The women’s football review will not focus on elements that are shared with the fan-led football governance review, such as club heritage, owner and manager testing, club financial sustainability and regulation. independent, as results of the review of the fans. The targeted review will apply to women’s football in the same way.
The fan-led review of football governance recommended that “given the many, but interconnected, issues affecting a significant future for women’s football that need to be addressed and successfully resolved… women’s football should be treated with parity and receive their own specific review. He stated that “there is great potential for the game to grow further, but for this to become a reality, serious investment is needed in women’s football, in its finances, in its infrastructure and in the administration of the game.” The Government’s full response can be found here.
The Government’s Sports Survival Package has provided millions of pounds to protect the future of women’s football, netball, rugby, badminton and basketball over the course of the pandemic. This is in addition to sports clubs and bodies benefiting from the multi-million dollar package of government support that has been made available to the sector. See more details on women’s football here and here.
The Government contributed 4.6 million pounds sterling for the celebration of EURO 2022.
Further details on the implementation of reforms to ensure the long-term sustainability of men’s football will be published in due course through a white paper.

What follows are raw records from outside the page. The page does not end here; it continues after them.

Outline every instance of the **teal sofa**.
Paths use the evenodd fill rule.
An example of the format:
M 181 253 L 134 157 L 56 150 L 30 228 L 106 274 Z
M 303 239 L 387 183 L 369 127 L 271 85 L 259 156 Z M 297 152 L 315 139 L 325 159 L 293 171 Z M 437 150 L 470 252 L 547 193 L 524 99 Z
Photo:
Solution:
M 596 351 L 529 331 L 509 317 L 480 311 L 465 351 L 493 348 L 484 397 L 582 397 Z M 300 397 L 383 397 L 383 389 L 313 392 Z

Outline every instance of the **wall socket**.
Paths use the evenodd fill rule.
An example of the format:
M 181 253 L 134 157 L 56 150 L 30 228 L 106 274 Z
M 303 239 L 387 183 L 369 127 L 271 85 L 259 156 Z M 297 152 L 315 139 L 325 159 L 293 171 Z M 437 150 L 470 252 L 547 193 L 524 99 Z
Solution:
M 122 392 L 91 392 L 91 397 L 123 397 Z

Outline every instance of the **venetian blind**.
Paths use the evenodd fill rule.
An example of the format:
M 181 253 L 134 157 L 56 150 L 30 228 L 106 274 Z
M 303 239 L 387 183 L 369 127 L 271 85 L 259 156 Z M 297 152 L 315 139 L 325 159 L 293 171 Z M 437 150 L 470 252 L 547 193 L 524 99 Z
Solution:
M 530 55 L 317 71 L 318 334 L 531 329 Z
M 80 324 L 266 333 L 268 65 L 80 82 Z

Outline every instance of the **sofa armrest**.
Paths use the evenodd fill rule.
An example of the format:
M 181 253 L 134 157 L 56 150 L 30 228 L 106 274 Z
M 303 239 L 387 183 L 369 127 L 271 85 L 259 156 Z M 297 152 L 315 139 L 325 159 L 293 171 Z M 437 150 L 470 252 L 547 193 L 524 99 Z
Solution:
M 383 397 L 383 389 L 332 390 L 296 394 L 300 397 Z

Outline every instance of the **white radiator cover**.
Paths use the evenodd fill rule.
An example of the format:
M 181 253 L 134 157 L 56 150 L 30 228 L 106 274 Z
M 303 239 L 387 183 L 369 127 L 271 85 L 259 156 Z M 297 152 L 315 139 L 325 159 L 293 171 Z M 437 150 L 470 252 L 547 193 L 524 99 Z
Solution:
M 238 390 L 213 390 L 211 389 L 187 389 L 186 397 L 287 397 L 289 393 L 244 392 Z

The European Women’s Championship was one of several high-profile sporting events to be held in the UK in the coming months that will put women’s sport center stage. The Birmingham 2022 Commonwealth Games were the first major multi-sport event in history to feature more women’s medal events than men’s. The second edition of The Hundred is now underway (after the first was the most watched women’s sports competition on TV in 2021), and the World Gymnastics Championships in Liverpool and the Rugby League World Cup in October and November (where the men’s, women’s and wheelchair events will be played simultaneously) will take place later this year, further boosting the UK’s credentials as the destination of choice for the world’s major sporting events.